Suppose a spider was able to create one thread that would extend from the top-right back corner of its tank to the bottom-left front corner. Approximately how long would that thread need to be for the tank below? The path of the spider's thread is shown with a red dotted line. Round your answer to the nearest tenth of an inch. With numbers of 35in,16in and 12in. The diagonal of the bottom of the tank is how many inches? To the nearest tenth of an inch, the length of the spider's thread is how many inches?
To find the length of the spider's thread, we can use the Pythagorean theorem. Let's label the dimensions of the tank as follows:
- The length of the tank from the top-right back corner to the bottom-left front corner is 35 inches (let's call this dimension A).
- The width of the tank from the top-left back corner to the bottom-right front corner is 16 inches (let's call this dimension B).
- The height of the tank from the bottom-left back corner to the top-right front corner is 12 inches (let's call this dimension C).

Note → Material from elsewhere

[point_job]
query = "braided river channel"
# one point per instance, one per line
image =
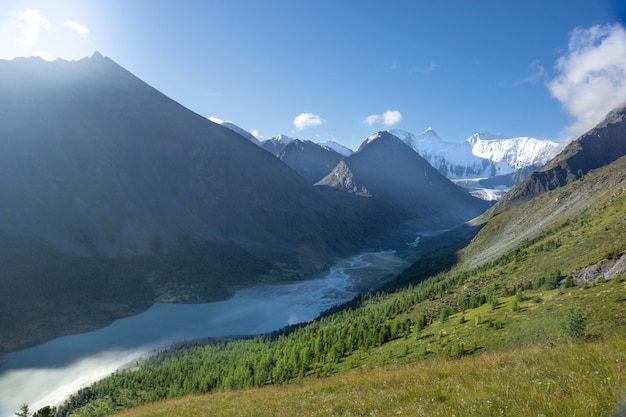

We can see that the diagonal of the bottom of the tank forms the hypotenuse of a right triangle with dimensions A and B. Therefore, we can use the Pythagorean theorem to find the length of the diagonal:
Diagonal of the bottom = √(A^2 + B^2)
Diagonal of the bottom = √(35^2 + 16^2)
Diagonal of the bottom = √(1225 + 256)
Diagonal of the bottom = √1481
Diagonal of the bottom ≈ 38.5 inches (rounded to the nearest tenth)
Now, to find the length of the spider's thread, we need to consider the hypotenuse of a right triangle with dimensions A, B, and C. We can use the Pythagorean theorem again:
Length of the spider's thread = √(A^2 + B^2 + C^2)
Length of the spider's thread = √(35^2 + 16^2 + 12^2)
Length of the spider's thread = √(1225 + 256 + 144)
Length of the spider's thread = √(1625)
Length of the spider's thread ≈ 40.3 inches (rounded to the nearest tenth)
So, the diagonal of the bottom of the tank is approximately 38.5 inches and the length of the spider's thread is approximately 40.3 inches.